36-402, Advanced Data Analysis
Due at the start of class, Tuesday, 18 January 2011
The Census Bureau divides the country up into “tracts” of approximately
equal population. For the 1990 Census, California was divided into 20640 tracts.
One of the standard data sets (housing on lib.stat.cmu.edu; accompanying
this problem set) records the following for each tract in California: Median house
price, median house age, total number of rooms, total number of bedrooms, total
number of occupants, total number of houses, median income (in thousands of
dollars), latitude and longitude.
Do not give raw computer output as your main answer to any question; do
include R code in an appendix. Do not report numbers to more significant digits
than is warranted. Remember that providing a clear and reasonable justification
of your answers is at least as important as getting the answer right.
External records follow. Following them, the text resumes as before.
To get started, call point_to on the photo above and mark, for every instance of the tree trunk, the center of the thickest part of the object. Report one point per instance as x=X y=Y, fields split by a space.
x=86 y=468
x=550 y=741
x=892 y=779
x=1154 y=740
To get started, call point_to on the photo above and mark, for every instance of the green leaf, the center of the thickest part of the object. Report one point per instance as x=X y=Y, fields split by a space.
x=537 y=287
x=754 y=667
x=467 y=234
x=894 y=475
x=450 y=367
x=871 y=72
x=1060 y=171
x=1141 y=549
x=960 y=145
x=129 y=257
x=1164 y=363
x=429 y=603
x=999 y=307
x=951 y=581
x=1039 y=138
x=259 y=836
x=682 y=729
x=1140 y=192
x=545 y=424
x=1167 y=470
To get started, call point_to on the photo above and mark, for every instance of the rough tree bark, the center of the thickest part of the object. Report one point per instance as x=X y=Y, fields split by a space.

1. (10 points) Make a plot of median house prices over space (i.e., a map).
The xaxis should be longitude and the yaxis latitude; show price either
as a zaxis in a 3D plot, or by color or grey-scale intensity; make sure the
results are legible when printed out before turning the assignment in.
2. (20 points) Use the lm command to linearly regress price on all the other
variables. Report the coefficients, R2, and the mean squared error. Ex-
plain, in words, what the estimated coefficients mean.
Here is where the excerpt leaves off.